Written By: Jill L. Rosenberg, Joe Liburt and Jessica R. L. James
Employers across the country should dust off their background check policies and forms and be mindful of recent developments related to the federal Fair Credit Reporting Act (FCRA).
FCRA mandates specific, technical steps for employers using consumer reports to make employment decisions, including hiring, retention, promotion or reassignment. While many employers are familiar with the importance of following FCRA requirements, actual compliance with the law can be tedious and challenging. As the law continues to evolve, employers should be aware of recent updates to the model federal form for consumer rights and recent guidance from a California federal court related to the “stand-alone” disclosure and authorization requirement.
Updated “Summary of Your Rights under the Fair Credit Reporting Act”
Those familiar with the background check process understand that FCRA requires employers to disclose to candidates that consumer reports may be used for employment decisions and to obtain authorization in order to obtain such reports. If the employer relies on information from a consumer report to take an adverse employment action, the employer must provide the candidate with a copy of the report and a copy of his or her FCRA rights before taking such action.

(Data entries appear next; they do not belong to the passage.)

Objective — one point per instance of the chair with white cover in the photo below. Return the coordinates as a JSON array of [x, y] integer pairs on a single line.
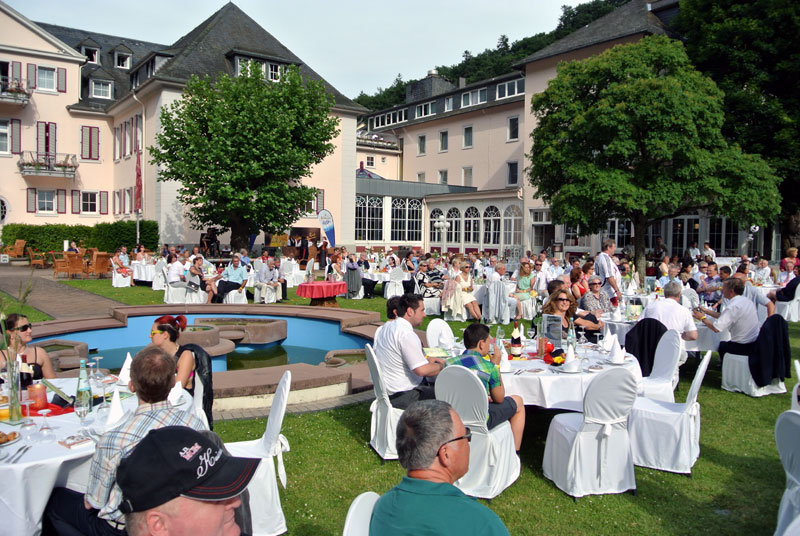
[[383, 425], [663, 379], [265, 502], [589, 453], [235, 296], [439, 334], [787, 430], [790, 310], [159, 279], [666, 435], [119, 280], [394, 287], [360, 514], [493, 461]]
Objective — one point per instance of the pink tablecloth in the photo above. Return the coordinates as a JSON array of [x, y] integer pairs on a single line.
[[321, 289]]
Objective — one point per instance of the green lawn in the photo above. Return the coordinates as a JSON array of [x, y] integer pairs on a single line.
[[735, 487]]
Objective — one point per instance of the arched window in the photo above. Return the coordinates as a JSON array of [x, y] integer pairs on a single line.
[[491, 226], [454, 231], [435, 234], [512, 226], [472, 226]]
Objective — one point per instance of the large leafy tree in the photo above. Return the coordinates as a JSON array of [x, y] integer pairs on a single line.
[[750, 48], [241, 146], [635, 133]]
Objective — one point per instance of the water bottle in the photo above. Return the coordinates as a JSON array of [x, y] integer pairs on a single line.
[[84, 394]]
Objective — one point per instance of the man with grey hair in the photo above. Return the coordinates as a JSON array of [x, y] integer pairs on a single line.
[[671, 313], [433, 447]]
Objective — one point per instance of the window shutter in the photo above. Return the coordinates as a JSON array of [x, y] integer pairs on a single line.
[[76, 201], [85, 141], [16, 136], [41, 141], [51, 129], [94, 144], [16, 71], [32, 75], [31, 199], [62, 80], [61, 199]]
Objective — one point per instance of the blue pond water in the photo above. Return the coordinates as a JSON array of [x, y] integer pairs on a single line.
[[307, 341]]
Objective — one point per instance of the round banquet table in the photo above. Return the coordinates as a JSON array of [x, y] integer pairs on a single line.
[[552, 388], [28, 482], [322, 293]]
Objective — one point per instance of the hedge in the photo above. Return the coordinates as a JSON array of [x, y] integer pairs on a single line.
[[103, 236]]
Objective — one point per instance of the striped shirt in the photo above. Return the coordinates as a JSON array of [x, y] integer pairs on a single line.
[[102, 491]]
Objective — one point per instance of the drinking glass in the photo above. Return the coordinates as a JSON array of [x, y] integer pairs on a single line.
[[46, 433]]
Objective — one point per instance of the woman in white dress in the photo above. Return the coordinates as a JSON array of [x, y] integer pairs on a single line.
[[464, 280]]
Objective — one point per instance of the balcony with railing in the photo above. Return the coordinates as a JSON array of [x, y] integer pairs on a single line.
[[14, 92], [33, 164]]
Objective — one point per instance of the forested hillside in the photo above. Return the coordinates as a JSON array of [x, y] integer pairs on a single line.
[[495, 62]]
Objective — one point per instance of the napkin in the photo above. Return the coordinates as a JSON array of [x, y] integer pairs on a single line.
[[116, 412], [125, 372], [617, 355], [174, 396]]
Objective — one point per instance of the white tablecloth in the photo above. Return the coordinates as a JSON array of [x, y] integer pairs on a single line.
[[550, 389], [26, 485], [143, 272]]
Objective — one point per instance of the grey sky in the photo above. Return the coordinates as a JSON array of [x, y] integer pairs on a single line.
[[355, 45]]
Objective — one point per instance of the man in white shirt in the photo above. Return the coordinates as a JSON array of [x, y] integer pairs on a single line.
[[399, 352], [607, 269], [671, 313], [739, 318]]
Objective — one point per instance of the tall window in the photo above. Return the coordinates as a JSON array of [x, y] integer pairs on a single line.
[[435, 234], [454, 231], [472, 226], [369, 218], [444, 141], [491, 226], [512, 226], [513, 128]]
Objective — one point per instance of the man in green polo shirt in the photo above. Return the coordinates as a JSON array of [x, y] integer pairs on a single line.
[[433, 446]]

The Consumer Financial Protection Bureau (CFBP) just released a new standard form “Summary of Your Rights Under the Fair Credit Reporting Act” that must be used starting September 21, 2018. This revised form includes new language to notify consumers of their rights regarding security freezes, as mandated by the Economic Growth, Regulatory Relief, and Consumer Protection Act, passed in May 2018. Specifically, where a consumer initiates a security freeze, a consumer reporting agency may not release information in a credit report without the consumer’s express authorization. The security freeze is further designed to prevent potential lenders from providing access the consumer’s credit report or opening accounts in the consumer’s name. A copy of the updated form is available here, and employers should incorporate this form into practice immediately.
Recent Guidance on FRCA “Stand Alone” Disclosure Requirement
FCRA continues to spawn a number of class action complaints against employers for allegedly failing to comply with the law’s hyper-technical disclosure and consent requirements before conducting background checks or proceeding with “adverse actions.”
Just recently, the Central District of California issued summary judgment in an employer’s favor on the issue of how conspicuous the FCRA notice must be in order to obtain proper consent. In Luna v. Hansen & Adkins Auto Transp., Inc., 313 F. Supp. 3d 1151 (C.D. Cal. 2018), a job applicant brought a putative FCRA class action on behalf of 3,0000 applicants, alleging that the employer failed to provide a “clear and conspicuous” disclosure to satisfy FCRA’s requirement that notice be provided as a stand-alone document. Specifically, the plaintiff argued that the employer violated FCRA (1) by providing the disclosure as part of an application package containing six other documents, and (2) because the consent form was “buried” at the back of the application packet. The Court disagreed on both arguments, concluding that while the disclosure must be provided separately, nothing in the statute requires it be provided “separate in time from any other documents” and there are no specific “requirements about the form in which the authorization must be presented[.]”
Although appeal to the Ninth Circuit is likely, this ruling provides useful guidance for employers that conduct background checks or otherwise rely on consumer reports in making employment decisions.